Malheureusement, l’histoire que Kara nous propose à travers son livre rend inconfortable la lecture de cette réalité.. Conrad et l’histoire des exploitants de caoutchouc de Léopold II racontée dans Le coeur des ténèbres résonnent à travers ces pages. En échange, l’auteur, spécialiste des chaînes d’exploitation sexuelle et de l’esclavage moderne, déploie un texte mature, présenté sobrement et doté d’une narration puissante. Kara avance dans le livre en entrelaçant les entretiens personnels qu’elle a menés, contextualisant l’histoire de la République démocratique du Congo et apportant le témoignage de ses voyages dans cette région.

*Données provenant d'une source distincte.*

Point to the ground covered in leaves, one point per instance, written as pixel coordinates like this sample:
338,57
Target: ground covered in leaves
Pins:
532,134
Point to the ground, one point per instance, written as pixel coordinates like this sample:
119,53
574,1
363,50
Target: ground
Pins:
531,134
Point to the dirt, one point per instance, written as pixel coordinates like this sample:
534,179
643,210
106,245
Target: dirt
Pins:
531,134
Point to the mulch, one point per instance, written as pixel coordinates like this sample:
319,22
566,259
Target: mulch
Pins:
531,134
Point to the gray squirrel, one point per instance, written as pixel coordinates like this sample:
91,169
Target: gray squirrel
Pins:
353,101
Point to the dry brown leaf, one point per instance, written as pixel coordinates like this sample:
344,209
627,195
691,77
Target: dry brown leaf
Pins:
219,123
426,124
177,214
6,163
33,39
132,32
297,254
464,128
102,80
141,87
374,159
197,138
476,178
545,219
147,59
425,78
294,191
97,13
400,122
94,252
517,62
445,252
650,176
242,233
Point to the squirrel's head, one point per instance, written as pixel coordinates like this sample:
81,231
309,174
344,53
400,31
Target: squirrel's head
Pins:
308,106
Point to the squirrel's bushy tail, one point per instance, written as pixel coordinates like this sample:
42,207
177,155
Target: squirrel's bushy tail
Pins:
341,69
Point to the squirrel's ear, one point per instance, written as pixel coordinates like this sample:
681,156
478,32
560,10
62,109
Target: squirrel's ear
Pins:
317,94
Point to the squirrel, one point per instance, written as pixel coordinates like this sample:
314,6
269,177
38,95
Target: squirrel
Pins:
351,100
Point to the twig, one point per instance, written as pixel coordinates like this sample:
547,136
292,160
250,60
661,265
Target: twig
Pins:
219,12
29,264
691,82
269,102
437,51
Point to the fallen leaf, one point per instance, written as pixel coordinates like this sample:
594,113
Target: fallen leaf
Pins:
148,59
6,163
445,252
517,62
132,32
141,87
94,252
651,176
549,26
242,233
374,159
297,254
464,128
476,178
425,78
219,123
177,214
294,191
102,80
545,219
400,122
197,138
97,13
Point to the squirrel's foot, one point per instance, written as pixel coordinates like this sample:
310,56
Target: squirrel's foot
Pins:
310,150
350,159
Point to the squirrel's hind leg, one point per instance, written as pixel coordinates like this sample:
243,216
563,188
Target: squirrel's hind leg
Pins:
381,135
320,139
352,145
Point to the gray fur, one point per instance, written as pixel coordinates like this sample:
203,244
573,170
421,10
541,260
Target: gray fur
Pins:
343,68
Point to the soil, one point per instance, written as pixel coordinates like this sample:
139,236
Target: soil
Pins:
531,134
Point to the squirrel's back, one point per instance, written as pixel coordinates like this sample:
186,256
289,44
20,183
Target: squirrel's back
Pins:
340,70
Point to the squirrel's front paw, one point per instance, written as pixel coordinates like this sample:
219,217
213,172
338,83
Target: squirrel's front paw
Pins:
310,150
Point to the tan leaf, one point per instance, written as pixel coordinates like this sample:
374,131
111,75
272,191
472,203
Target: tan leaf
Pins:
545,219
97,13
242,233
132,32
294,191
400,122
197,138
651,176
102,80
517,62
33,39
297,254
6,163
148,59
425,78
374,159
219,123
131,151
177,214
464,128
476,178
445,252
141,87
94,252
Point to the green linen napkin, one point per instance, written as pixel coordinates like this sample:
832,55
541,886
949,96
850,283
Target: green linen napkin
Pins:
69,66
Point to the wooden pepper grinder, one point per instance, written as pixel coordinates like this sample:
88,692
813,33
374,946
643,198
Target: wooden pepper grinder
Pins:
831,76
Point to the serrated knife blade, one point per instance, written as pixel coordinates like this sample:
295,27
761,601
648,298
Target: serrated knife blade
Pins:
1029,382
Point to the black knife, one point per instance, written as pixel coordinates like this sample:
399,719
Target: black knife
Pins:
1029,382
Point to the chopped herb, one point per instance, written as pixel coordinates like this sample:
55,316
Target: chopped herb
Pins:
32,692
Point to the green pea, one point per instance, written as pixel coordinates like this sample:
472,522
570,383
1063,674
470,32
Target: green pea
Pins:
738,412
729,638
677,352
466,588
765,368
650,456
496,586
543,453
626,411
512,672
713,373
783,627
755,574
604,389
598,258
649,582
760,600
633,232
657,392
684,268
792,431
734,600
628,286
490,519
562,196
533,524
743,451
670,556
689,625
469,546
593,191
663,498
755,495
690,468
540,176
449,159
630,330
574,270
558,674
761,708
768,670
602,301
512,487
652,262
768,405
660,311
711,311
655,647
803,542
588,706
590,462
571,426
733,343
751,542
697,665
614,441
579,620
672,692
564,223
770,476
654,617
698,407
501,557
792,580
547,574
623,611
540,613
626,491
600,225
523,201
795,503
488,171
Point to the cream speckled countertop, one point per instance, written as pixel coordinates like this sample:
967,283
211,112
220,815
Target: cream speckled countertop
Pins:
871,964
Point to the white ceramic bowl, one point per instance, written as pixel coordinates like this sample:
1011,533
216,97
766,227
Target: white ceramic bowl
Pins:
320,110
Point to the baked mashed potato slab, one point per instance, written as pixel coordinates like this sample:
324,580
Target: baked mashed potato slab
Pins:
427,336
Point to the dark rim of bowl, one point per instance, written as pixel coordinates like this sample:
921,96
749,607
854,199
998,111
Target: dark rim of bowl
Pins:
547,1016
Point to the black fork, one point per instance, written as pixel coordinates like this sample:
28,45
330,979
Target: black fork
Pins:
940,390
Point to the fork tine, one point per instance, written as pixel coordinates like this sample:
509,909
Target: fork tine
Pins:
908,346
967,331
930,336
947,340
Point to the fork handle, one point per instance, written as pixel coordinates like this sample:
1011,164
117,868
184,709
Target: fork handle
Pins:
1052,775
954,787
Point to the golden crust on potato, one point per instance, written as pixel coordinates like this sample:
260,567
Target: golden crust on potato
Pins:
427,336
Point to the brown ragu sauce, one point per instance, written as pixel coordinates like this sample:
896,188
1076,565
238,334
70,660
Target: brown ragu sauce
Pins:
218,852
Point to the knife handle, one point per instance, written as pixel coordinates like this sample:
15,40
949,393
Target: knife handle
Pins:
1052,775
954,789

Cependant, bien que le principe éthique avec lequel ce récit est abordé soit bien intentionné, et compte tenu du succès obtenu par ce travail, Il n’a pas manqué de critiques pour avoir offert une dose supplémentaire de sensationnalisme et, peut-être, pour avoir perpétué d’une certaine manière cette éthique colonialiste qu’il critiquait. Arundhati Roy dans L’ONGisation de la résistance. « Un autre Indien mal nourri, un autre Éthiopien affamé… qui ont besoin de l’aide de l’homme blanc. » Je n’ai pas les outils de jugement pour l’évaluer. Je peux seulement dire que nous avons ici un bel exemple de journalisme narratif qui dénonce le Main d’oeuvre peu chère sur lequel reposent bon nombre de nos fantasmes innovants occidentaux.